-
Um drink para todos, eu pago! – E dizendo isso, bateu com a mão ébria na mesa
de madeira que dançava ao ritmo dos nervosos pontapés do outro.
-
Só temos nós dois aqui, não faça papel de idiota. – Acendeu um cigarro amassado
com as mãos, isolando-o da realidade até o fogo engolir sua ponta e sussurrou –
Como se você fizesse o que eu digo. – tamborilou com os dedos aracnídeos sobre
a mesa surrada na sinfonia do nervosismo que dormitava dentro daquele peito
magro – Nunca vem ninguém aqui, me sinto vulnerável demais.
-
Vulnerável? Se só temos nós e o José no bar, o que de mal poderia acontecer? Quer
dizer, você deveria se sentir vulnerável num lugar cheio, quanto mais seres,
maiores as chances de um deles chegar por trás e desenhar suas iniciais com
estilete no teu peito. Agora, nós dois aqui e você vulnerável? Você tem medo de
mim? Quer dizer, posso ir embora, só que não vou pagar a rodada de drinks que
prometi.
-
Não nos falamos faz anos, não? E você continua idiota.

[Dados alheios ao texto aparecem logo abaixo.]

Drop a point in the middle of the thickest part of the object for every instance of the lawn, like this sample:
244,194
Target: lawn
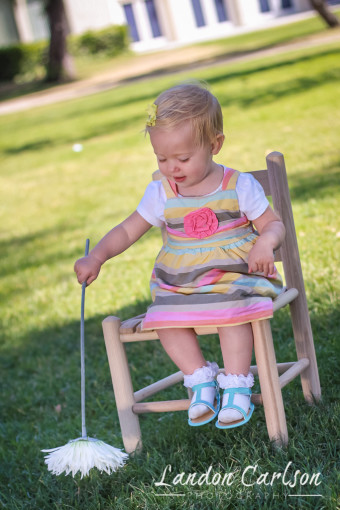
54,198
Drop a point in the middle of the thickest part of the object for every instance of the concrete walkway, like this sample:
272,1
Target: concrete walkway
146,66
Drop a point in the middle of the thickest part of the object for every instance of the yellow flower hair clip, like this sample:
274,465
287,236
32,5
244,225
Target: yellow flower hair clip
152,114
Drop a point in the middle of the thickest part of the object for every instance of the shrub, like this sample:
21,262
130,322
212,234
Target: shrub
111,41
29,60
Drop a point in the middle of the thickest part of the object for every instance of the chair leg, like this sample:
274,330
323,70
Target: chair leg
305,348
122,385
269,382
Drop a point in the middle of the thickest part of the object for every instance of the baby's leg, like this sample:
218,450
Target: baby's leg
182,347
237,346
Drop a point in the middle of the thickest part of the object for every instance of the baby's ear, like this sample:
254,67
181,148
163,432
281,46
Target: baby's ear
216,144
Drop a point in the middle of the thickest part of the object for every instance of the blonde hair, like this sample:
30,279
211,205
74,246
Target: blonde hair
193,102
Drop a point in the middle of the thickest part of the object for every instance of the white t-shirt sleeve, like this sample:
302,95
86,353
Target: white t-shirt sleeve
252,200
151,207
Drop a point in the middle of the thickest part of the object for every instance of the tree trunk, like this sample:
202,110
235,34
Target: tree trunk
323,9
60,64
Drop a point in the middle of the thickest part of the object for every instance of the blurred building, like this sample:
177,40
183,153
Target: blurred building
153,24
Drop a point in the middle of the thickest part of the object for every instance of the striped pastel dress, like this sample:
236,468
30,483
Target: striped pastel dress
200,277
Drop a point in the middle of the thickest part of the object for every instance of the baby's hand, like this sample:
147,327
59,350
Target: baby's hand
261,259
87,269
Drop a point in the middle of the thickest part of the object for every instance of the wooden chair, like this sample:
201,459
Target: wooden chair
131,403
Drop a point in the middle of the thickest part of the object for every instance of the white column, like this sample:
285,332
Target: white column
23,21
275,6
142,20
209,12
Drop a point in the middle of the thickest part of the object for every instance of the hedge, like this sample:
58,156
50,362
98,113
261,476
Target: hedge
28,59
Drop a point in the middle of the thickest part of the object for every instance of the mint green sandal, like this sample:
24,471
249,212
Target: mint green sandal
212,411
231,405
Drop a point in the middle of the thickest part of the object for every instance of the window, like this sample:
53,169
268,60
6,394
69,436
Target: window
264,6
152,13
221,11
130,18
196,4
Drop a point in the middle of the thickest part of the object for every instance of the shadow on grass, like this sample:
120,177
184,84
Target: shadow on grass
304,185
11,90
40,403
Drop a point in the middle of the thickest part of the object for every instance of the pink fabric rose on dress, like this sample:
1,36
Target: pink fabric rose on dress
201,223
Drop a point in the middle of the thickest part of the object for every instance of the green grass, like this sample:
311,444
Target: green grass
52,199
89,66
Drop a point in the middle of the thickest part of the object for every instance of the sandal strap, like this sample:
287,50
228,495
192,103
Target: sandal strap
198,388
230,404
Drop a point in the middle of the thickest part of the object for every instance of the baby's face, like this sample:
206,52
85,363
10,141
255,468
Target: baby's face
180,160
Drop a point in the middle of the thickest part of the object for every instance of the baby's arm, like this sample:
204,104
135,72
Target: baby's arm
113,243
272,233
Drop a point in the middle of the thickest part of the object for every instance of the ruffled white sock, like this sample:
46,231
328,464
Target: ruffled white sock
201,375
243,401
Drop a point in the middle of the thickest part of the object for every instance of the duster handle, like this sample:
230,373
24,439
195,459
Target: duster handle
82,351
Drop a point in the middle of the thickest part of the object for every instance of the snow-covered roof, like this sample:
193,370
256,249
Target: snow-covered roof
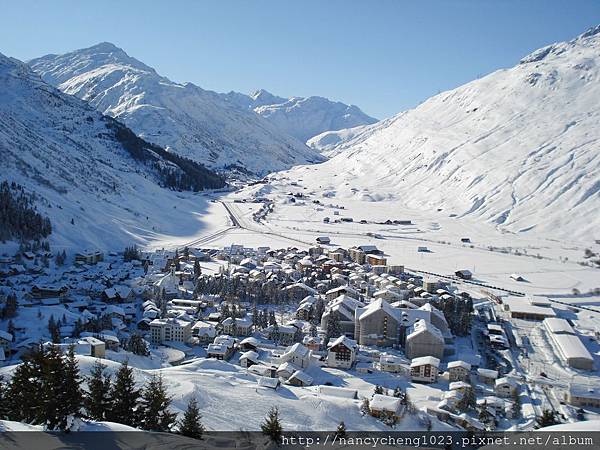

O silêncio censurou os atos do mais magro que
engoliu, com dor, a fumaça destilada do cigarro. Não era bom começar atacando
assim. Continuou tocando sua música milenar do nervosismo, as unhas pontiagudas
raspando na madeira velha, transformando uma dança exótica numa obra de arte do
entalhe.
-
Vi um filme esses dias que me deixou com um nó na garganta. Me lembra esse
lugar. – Disse a fumaça de seu cigarro. – Um drink no inferno, chamava. – E riu.
Era só uma piada.
-
Poxa, esse filme é fantástico! Quer dizer, você já parou pra pensar no que ele retrata?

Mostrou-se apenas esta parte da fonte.